# Oh internet shopping, how I hate that you exist!



## martygreene (May 7, 2005)

Of course, I can barely afford any of it, but ooh how I want...

















#2 is a bit short...
The pink smocked skirt I have been eyeing on anthropologie for forever, and now newport news has it for a LOT less! Hooray cheap knockoffs!


----------



## Janice (May 7, 2005)

/sigh... spring how I love thee!


----------



## martygreene (May 7, 2005)

This is pretty much me year round.

Now, if I can only find a top like the one pictured with the pink/green skirt, but with long sleeves... I'll be so happy!

I so wish skirt #2 was longer, but I guess it's good that it's not, since it costs over $100


----------



## mrskloo (May 7, 2005)

OMG.. I love that pink and green skirt and they have big sizes.. YAY!! I've never heard of this site.
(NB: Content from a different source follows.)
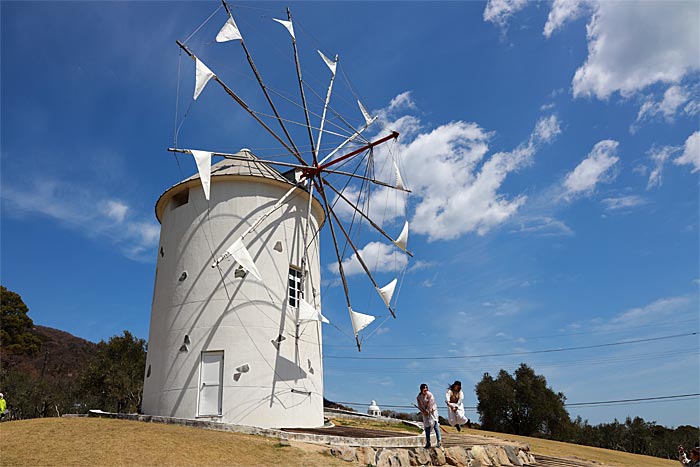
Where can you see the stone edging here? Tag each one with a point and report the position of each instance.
(460, 456)
(403, 441)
Oh my credit card is going to melt.


----------



## martygreene (May 7, 2005)

oh, be careful, newport news is dangerous to the bank account.
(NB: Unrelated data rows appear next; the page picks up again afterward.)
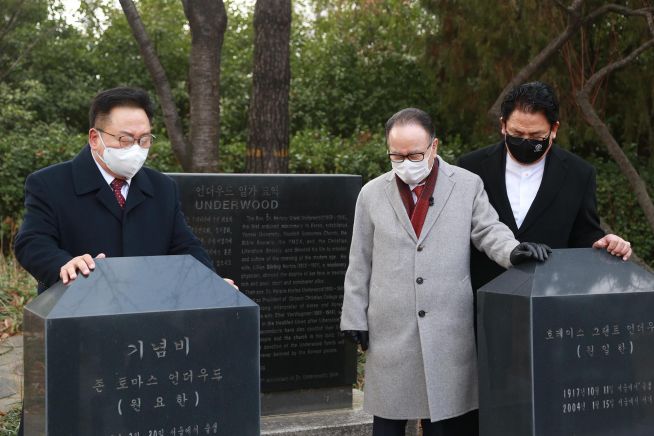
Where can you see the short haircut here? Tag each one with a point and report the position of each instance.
(411, 116)
(123, 96)
(532, 97)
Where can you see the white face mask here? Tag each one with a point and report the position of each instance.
(124, 162)
(413, 173)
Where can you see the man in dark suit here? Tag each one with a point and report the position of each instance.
(103, 202)
(540, 191)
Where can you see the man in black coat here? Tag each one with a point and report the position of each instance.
(540, 191)
(103, 203)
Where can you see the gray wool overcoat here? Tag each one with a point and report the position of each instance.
(413, 295)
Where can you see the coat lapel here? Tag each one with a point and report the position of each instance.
(494, 169)
(87, 178)
(553, 180)
(442, 191)
(393, 195)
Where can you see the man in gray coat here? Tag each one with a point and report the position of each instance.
(407, 288)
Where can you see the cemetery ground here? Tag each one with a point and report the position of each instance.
(17, 288)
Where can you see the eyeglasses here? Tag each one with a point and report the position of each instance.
(519, 140)
(145, 141)
(413, 157)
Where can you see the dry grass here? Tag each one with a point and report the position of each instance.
(17, 288)
(9, 422)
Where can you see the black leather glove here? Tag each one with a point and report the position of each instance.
(358, 336)
(529, 251)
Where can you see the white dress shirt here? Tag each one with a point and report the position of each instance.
(109, 178)
(522, 183)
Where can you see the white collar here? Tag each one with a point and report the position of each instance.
(516, 167)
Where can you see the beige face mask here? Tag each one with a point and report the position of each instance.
(124, 162)
(413, 173)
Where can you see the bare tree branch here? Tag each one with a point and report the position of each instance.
(12, 20)
(637, 184)
(171, 116)
(25, 52)
(538, 61)
(618, 9)
(575, 23)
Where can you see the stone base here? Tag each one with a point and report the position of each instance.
(343, 422)
(306, 400)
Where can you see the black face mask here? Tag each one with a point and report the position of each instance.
(526, 151)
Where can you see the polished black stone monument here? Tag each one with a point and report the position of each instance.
(566, 347)
(285, 240)
(142, 346)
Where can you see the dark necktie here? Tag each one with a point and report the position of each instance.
(117, 185)
(418, 191)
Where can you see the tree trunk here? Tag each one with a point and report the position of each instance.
(208, 21)
(637, 184)
(269, 118)
(171, 117)
(575, 22)
(538, 61)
Yeah, the smocked skirt is pretty. Like I said, the same skirt was on Anthropologie last spring/summer for $100 some, but now newport news has it for much cheaper, yay!


----------



## Glamourpusskitty (Jun 2, 2005)

internet shopping is so addictive lol

I actually rarely go out to the shops anymore, nearly everything is ordered online

*sigh* its just too easy to shop now! My bank account hates how easy it is!


----------



## Juneplum (Jun 2, 2005)

omg marty! i LOOOVE the 2nd skirt! aahhh.. internet shopping ROCKS  but it's not good for the credit cards!! hee hee


----------